Despite the continued challenges to nationwide HIE, several policy and technology developments show promise. Stage 3 meaningful use criteria continue to build on previous stages in increasing HIE requirements, raising the threshold for electronic exchange and EHR integration of summary of care documentation in patient transitions. The recently released Medicare Access and CHIP Reauthorization Act (MACRA) Merit-based Incentive Payment System (MIPS) proposed rule replaces stage 3 meaningful use for Medicare-eligible providers with advancing care information (ACI), which accounts for 25% of a provider’s overall incentive reimbursement and includes multiple HIE criteria for providers to report as part of the base and performance score, and follows a very similar framework to stage 3 MU with its criteria regarding HIE.35 While the Centers for Medicare and Medicaid Services (CMS) has not publicly declared that stage 3 MU will be replaced by ACI for hospitals and Medicaid providers, it is likely it will align those programs with the newly announced Medicare incentives.

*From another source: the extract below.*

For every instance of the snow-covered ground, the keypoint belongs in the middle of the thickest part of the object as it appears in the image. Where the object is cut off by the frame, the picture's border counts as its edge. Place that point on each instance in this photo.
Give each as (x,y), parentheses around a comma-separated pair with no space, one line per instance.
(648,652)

MACRA also included changes to the Office of the National Coordinator (ONC) EHR certification program in an attempt to further encourage HIE. Vendors and providers must attest that they do not engage in information blocking and will cooperate with the Office’s surveillance programs to that effect. They also must attest that, to the greatest degree possible, their EHR systems allow for bi-directional interoperability with other providers, including those with different EHR vendors, and timely access for patients to view, download, and transmit their health data. In addition, there are emerging federal efforts to pursue a more standardized approach to patient matching and harmonize consent policies across states. These types of new policy initiatives indicate a continued interest in prioritizing HIE and interoperability.21

New technologies may also help spur HIE progress. The newest policy initiatives from CMS, including stage 3 MU and MACRA, have looked to incentivize the creation of application program interfaces (APIs), a set of publicly available tools from EHR vendors to allow developers to build applications that can directly interface with, and retrieve data from, their EHRs. While most patient access to electronic health data to date has been accomplished via patient portals, open APIs would enable developers to build an array of programs for consumers to view, download, and transmit their health data.

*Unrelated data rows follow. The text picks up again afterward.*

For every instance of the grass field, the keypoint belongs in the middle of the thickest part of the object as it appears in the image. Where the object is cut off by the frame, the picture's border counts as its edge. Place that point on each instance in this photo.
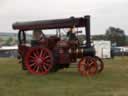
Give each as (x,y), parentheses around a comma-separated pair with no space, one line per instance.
(113,81)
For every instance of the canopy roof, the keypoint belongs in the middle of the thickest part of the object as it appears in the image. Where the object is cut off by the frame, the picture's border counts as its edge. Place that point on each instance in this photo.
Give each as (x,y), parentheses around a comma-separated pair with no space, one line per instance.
(51,24)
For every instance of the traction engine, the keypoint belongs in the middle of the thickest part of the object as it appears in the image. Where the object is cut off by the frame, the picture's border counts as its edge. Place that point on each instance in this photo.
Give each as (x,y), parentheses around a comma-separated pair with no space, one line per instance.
(53,53)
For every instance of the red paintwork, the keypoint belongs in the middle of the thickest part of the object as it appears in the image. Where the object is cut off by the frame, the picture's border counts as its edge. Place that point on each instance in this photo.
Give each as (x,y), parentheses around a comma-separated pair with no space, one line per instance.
(39,61)
(87,66)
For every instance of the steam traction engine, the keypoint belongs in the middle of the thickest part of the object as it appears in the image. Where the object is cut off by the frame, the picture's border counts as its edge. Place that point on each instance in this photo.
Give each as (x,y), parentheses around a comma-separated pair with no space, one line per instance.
(54,53)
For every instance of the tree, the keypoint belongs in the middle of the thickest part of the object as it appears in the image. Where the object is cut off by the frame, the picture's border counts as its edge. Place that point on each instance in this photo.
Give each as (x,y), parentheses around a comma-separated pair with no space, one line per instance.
(116,35)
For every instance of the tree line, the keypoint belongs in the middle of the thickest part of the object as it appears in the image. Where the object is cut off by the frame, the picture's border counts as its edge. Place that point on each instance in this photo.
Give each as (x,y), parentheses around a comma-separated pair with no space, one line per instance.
(117,36)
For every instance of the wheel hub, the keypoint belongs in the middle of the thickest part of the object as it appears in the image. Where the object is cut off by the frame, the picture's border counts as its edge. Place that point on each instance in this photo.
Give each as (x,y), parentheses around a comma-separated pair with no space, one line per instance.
(39,61)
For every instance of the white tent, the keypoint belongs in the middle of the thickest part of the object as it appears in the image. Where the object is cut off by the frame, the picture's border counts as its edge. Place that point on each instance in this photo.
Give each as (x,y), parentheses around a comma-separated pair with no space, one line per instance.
(103,48)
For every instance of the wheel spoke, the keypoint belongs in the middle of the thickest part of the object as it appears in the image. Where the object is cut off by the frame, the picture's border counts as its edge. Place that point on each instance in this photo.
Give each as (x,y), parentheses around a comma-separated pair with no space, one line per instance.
(32,64)
(39,61)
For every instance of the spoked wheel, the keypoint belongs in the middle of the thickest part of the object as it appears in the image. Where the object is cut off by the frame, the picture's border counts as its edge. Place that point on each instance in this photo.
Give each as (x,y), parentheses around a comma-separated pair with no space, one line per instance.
(39,61)
(87,66)
(100,64)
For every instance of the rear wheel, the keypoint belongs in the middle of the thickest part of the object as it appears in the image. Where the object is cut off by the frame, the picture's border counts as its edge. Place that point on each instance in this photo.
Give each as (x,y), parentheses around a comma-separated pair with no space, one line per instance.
(39,61)
(87,66)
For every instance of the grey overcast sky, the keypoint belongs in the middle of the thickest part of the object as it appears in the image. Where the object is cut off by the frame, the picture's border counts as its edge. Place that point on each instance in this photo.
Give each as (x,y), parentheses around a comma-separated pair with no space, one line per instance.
(104,13)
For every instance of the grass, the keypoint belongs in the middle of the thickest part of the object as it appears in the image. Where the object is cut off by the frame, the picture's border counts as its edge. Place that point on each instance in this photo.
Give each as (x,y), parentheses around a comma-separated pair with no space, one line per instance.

Even more promising is the development of the newest Health Level 7 data transmission standard, Fast Healthcare Interoperability Resources (FHIR), which promises to dramatically simplify the technical aspects of interoperability. FHIR utilizes a human-readable, easy to implement modular “resources” standard that may alleviate many technical challenges that come with implementation of an HIE system, enabling cheaper and simpler interoperability.36 A consortium of EHR vendors are working together to test these standards.28 The new FHIR standards also work in conjunction with APIs to allow easier development of consumer-facing applications37 that may empower patients to take ownership of their health data.